Articolo di Franco Lannino

Alle ore 21 del tre settembre del 1982, il prefetto Carlo Alberto dalla Chiesa uscì da Villa Whitaker, sede della prefettura, a bordo di una Autobianchi A112 color sabbia, guidata dalla moglie Emanuela Setti Carraro, per andare a cenare in un ristorante di Mondello.

La A112 era seguita da un’Alfa Romeo Alfetta blu guidata dall’agente di scorta Domenico Russo. Alle 21.15 mentre passavano da via Isidoro Carini, una moto Honda di grossa cilindrata, guidata da Giuseppe Lucchese (‘U Lucchisieddu) che aveva dietro suo zio Giuseppe “Pino” Greco (detto Scarpuzzedda), affiancò l’Alfetta di Russo e la colpì con una raffica di mitra modello AK-47. Pochi metri più avanti ed in contemporanea una Bmw serie 5, guidata da Calogero Ganci con a fianco Antonino “Nino” Madonia, raggiunse la A112 e Madonia aprì il fuoco contro l’auto usando sempre un fucile d’assalto AK-47. L’auto del prefetto sbandò, e si andò a fermare lentamente contro il posteriore di una Fiat Ritmo parcheggiata sul lato sinistro della strada. Una seconda vettura, con a bordo Francesco Paolo Anzelmo e Giuseppe Giacomo Gambino, chiudeva il convoglio di morte, pronta a intervenire per bloccare una eventuale reazione dell’agente di scorta. Pino Greco scese dalla Honda e girando attorno all’auto del prefetto crivellata di colpi, si assicurò che il “lavoro” fosse stato ben eseguito. Non ci fu bisogno di assestare alcun colpo di grazia.

Il commando si dileguò nell’oscurita delle strade di Palermo. L’auto e la moto servite per il delitto vennero portate in un luogo isolato e date alle fiamme mentre gli assassini vennero portati via da tre auto guidate rispettivamente dai boss Raffaele Ganci (padre di Calogero), Gaetano Carollo e Vincenzo Galatolo.
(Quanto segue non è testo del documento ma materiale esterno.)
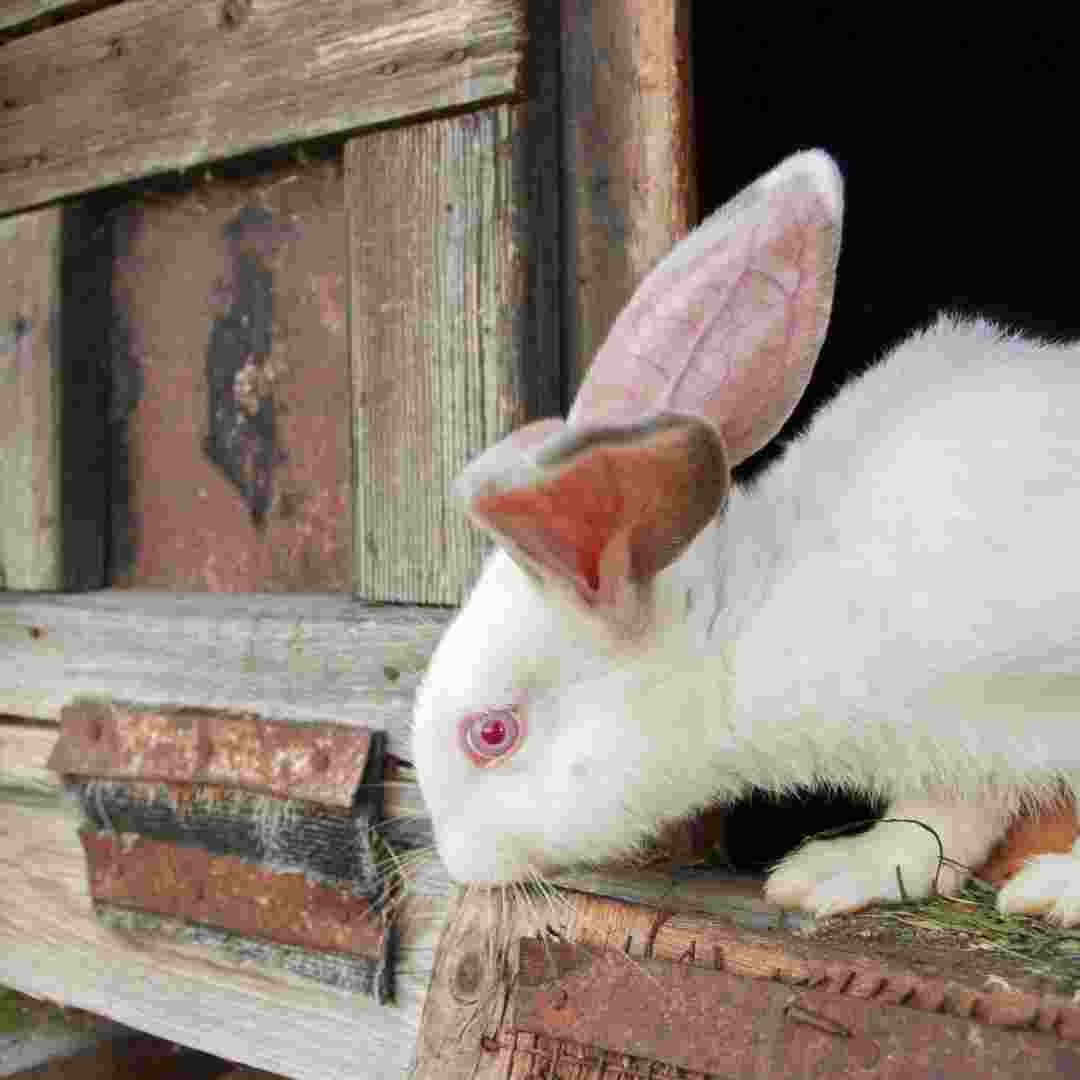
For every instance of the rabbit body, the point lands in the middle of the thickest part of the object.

Il generale Carlo Alberto Dalla chiesa e sua moglie Emanuela Setti Carraro morirono sul colpo, mentre mentre l’agente Domenico Russo morì dodici giorni dopo a causa delle ferite riportate. La mattina dopo nel luogo esatto dell’eccidio apparve un cartello vergato a mano e posto da un anomimo cittadino che recitava “Qui è morta la speranza dei palermitani onesti”.